Diversify or deteriorate

Zhang Dejiang, chairman of the National People's Congress Standing Committee, said in a meeting with leading members of the Business and Professionals Alliance for Hong Kong in Beijing on Friday that Hong Kong's top priority today is economic development. He emphasized the importance of economic development mainly because Hong Kong's deeper problems have begun emerging while some of its competitive edges have weakened. If Hong Kong society remains preoccupied with political issues such as how the 2017 Chief Executive (CE) Election by universal suffrage should be conducted to the neglect of economic development and people's livelihood, it will end up missing an important window of opportunity for economic growth.

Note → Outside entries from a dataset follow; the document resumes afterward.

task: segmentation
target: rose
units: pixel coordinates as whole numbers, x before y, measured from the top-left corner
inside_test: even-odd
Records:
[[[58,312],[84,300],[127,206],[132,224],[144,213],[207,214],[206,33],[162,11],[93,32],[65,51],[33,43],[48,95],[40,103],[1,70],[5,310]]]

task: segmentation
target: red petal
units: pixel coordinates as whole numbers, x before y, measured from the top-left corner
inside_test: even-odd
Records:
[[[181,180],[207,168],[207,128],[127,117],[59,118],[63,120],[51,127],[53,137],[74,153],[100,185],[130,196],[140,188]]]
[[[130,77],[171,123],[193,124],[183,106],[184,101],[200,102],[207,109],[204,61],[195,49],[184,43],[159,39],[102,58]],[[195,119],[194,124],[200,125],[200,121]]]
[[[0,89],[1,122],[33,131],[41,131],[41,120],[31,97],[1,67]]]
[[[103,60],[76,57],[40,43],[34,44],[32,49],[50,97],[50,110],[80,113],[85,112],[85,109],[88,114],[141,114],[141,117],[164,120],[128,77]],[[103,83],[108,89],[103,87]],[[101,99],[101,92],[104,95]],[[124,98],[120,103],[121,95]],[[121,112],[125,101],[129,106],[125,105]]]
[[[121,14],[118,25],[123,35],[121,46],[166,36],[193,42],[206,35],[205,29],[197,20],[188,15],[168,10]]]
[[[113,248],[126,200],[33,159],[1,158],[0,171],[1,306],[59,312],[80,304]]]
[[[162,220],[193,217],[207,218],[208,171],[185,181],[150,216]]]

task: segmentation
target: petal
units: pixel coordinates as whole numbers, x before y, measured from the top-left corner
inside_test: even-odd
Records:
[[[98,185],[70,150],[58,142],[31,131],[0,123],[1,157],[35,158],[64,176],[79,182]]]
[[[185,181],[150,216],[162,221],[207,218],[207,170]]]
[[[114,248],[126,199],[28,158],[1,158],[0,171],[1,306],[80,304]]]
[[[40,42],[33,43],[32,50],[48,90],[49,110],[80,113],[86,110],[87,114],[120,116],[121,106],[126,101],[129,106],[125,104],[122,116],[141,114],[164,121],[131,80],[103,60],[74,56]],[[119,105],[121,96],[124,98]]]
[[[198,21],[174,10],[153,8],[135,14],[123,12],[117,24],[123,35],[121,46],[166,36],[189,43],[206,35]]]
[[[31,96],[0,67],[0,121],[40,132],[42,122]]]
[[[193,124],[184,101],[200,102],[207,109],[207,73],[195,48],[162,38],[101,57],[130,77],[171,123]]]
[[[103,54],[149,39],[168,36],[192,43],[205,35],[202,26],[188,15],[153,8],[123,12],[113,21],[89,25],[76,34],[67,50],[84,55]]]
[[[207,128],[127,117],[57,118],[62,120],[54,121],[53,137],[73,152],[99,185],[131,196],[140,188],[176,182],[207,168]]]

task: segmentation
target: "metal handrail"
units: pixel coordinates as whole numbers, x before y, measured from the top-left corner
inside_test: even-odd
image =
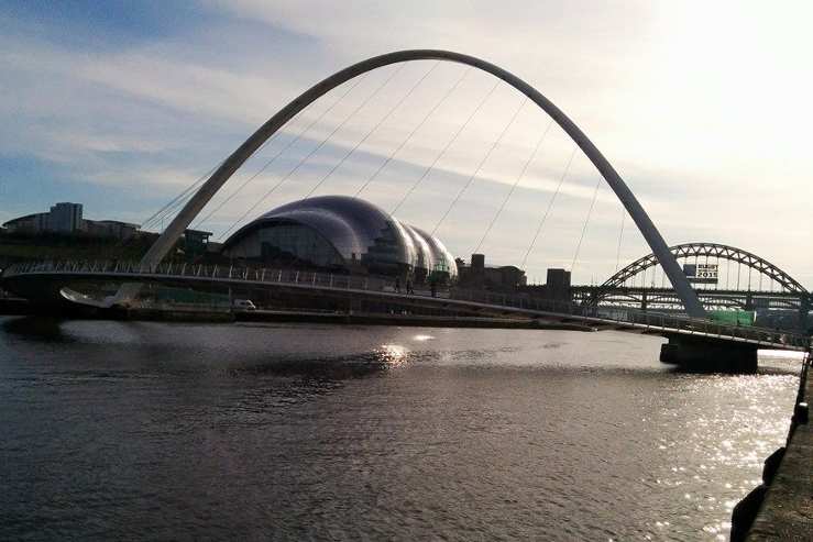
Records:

As a matter of fact, some countries in the region, such as Singapore and South Korea, were able to recover from the international financial crisis quickly in recent years mainly because they focused on industrial diversification. Singapore invested a great deal in the bio-tech pharmaceutical industry while South Korea boosted its high value-added manufacturing industry to maintain strong economic growth. The Chinese Academy of Social Sciences has noted repeatedly in its Annual Report on Urban Competitiveness in recent years that Hong Kong is losing its competitive edge and warned the SAR could fall behind mainland cities such as Beijing, Shanghai, Guangzhou and Shenzhen. Economic development is like boating upstream. It begins drifting backwards as soon as one stops rowing.

The deeper problems facing Hong Kong's economic development include under-diversified economic structure, widening income gap, dwindling upward mobility, soaring property prices and rents and inability to transform the economy effectively. Political confrontation cannot find the city a way out of this limbo. Only by seizing the opportunity to push the economic development forward and forging new competitive edges can Hong Kong solve its deeper problems.

This is an excerpted translation of a Wen Wei Po editorial published on April 29.